We believe that all California businesses designated as “essential” along with medical professionals and first responders have done a heroic job during the past seven weeks. These essential businesses have quickly innovated mitigation measures and developed best practices that set the foundation for “non-essential’ businesses to quickly implement. However, it is important to note that it will take an estimated one to two weeks or more for a closed business to implement the health and safety procedures necessary to open based on their size, sector and unique requirements. Clear guidelines and cost of mitigation measures will play a critical role in their decision to on how many employees they can afford to hire or whether they can re-open at all.

“…it will take an estimated one to two weeks or more for a closed business to implement the health and safety procedures necessary to open based on [business] size, sector and unique requirement.”

Currently, the Newsom administration has laid out six indicators and four stages in various planning documents in the current Stage 1. Specific and data-informed re-opening guidelines are next to roll out.

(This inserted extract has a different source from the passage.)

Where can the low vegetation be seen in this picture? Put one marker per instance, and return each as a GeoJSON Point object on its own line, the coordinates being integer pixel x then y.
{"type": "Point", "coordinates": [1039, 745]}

These guidelines represent the necessary foundation for Governor Newsom to implement Stage 2 and then stage 3 so that California businesses and employees can begin to get back to work and state/local government revenues can begin to recover.

This document outlines the California business community’s recommendations to help restart the economy:

  • Set clear expectations and timelines.
  • Establish protocols for the continued use of testing, PPE and social distancing to minimize further spread of the disease as businesses re-open.
  • Modernize employment laws and regulations to expand opportunities for work at home for the long-term future.
  • Address the potential for conflicts between COVID-19 goals and rules, and those established by current law or regulation.
  • Provide clear standards to limit misuse of COVID-19 as a “workplace injury,” in particular to enable employers to maintain the telework options they have used to preserve as many jobs and incomes as possible.
  • Work with federal government on changes to health insurance (COBRA) to ensure continuity in health care coverage for all employees.
  • Pause the minimum wage increase, particularly in the hardest hit regions.
  • Pursue litigation relief by repealing Labor Code Private Attorney Generals Act (PAGA), to remove frivolous litigation risks as employers focus on restarting their business and jobs.
  • Enact a regulation freeze for at least six months and potentially a longer period based on reaching specified job recovery or unemployment levels, with an exception for those regulations essential to public health and safety.
  • Repeal AB 5 and implement an emergency standard to provide alternative work arrangements that provide both businesses and households with greater flexibility they will need during the economy’s re-start.
  • Establish a definitive timeline to sunset executive orders enacted during the pandemic.
  • Ensure personal and health privacy requirements for Covid-19 mitigations
    (including contact tracing) also contain appropriate litigation protections.

Many states began this effort weeks ago and if California is going to take its proper leadership role in leading a national recovery then we must quickly implement guidelines and major policy reforms to re-open in a responsible, phased effort starting on May 8th. The time to act and to get Californians back to work is now.

California’s economy, businesses, workers and families cannot afford to wait.